Question

At $27^\circ\text{C}$, in presence of a catalyst, activation energy of a reaction is lowered by $10\,\text{kJ mol}^{-1}$. The logarithm of the ratio $\dfrac{k(\text{catalysed})}{k(\text{uncatalysed})}$ is ___.
(Consider that the frequency factor for both the reactions is same)

• A. $0.1741$
• B. $1.741$
• C. $3.482$
• D. $17.41$

Hint:

A small decrease in activation energy leads to a very large increase in reaction rate.

Answer 1

The Correct Option is D

To solve this problem, we need to understand the concept of activation energy and its effect on the rate constant of a reaction, typically expressed through the Arrhenius equation:

\(k = A \exp\left(\frac{-E_a}{RT}\right)\)

Where:

• \(k\) is the rate constant.
• \(A\) is the frequency factor, assumed to be the same for both reactions here.
• \(E_a\) is the activation energy.
• \(R\) is the universal gas constant (\(8.314 \, \text{J} \, \text{mol}^{-1} \, \text{K}^{-1}\)).
• \(T\) is the temperature in Kelvin.

The logarithm of the ratio of the rate constants for catalyzed and uncatalyzed reactions can be found using:

\(\log\left(\frac{k_{\text{catalysed}}}{k_{\text{uncatalysed}}}\right) = \frac{E_a(\text{uncatalysed}) - E_a(\text{catalysed})}{2.303RT}\)

Given:

• Reduction in activation energy: \(\Delta E_a = 10 \, \text{kJ mol}^{-1} = 10000 \, \text{J mol}^{-1}\)
• Temperature: \(T = 27^\circ \text{C} = 27 + 273.15 = 300.15 \, \text{K}\)

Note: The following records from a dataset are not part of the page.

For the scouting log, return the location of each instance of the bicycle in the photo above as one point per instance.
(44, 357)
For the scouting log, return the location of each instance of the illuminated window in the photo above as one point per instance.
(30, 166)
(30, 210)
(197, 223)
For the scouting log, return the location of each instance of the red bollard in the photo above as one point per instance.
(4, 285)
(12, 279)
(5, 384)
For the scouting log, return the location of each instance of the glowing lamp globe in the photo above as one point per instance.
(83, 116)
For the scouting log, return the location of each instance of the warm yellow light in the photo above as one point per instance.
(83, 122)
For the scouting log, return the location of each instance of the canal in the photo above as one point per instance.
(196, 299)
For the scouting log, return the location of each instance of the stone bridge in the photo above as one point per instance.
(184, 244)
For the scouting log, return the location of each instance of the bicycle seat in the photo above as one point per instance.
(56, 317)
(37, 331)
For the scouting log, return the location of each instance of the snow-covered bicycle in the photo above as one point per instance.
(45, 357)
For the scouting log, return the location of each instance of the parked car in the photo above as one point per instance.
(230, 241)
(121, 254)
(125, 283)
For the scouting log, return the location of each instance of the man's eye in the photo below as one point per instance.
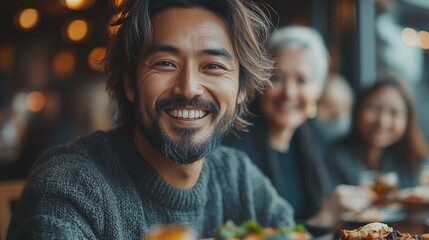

Substituting the values into the equation:

\(\log\left(\frac{k_{\text{catalysed}}}{k_{\text{uncatalysed}}}\right) = \frac{10000}{2.303 \times 8.314 \times 300.15}\)

Calculating the value:

\(\log\left(\frac{k_{\text{catalysed}}}{k_{\text{uncatalysed}}}\right) \approx \frac{10000}{5740.2096} \approx 1.741\)

Thus, the logarithm of the ratio of the catalyzed to uncatalyzed rate constant is approximately \(1.741\).

The correct answer is therefore the option: \(1.741\).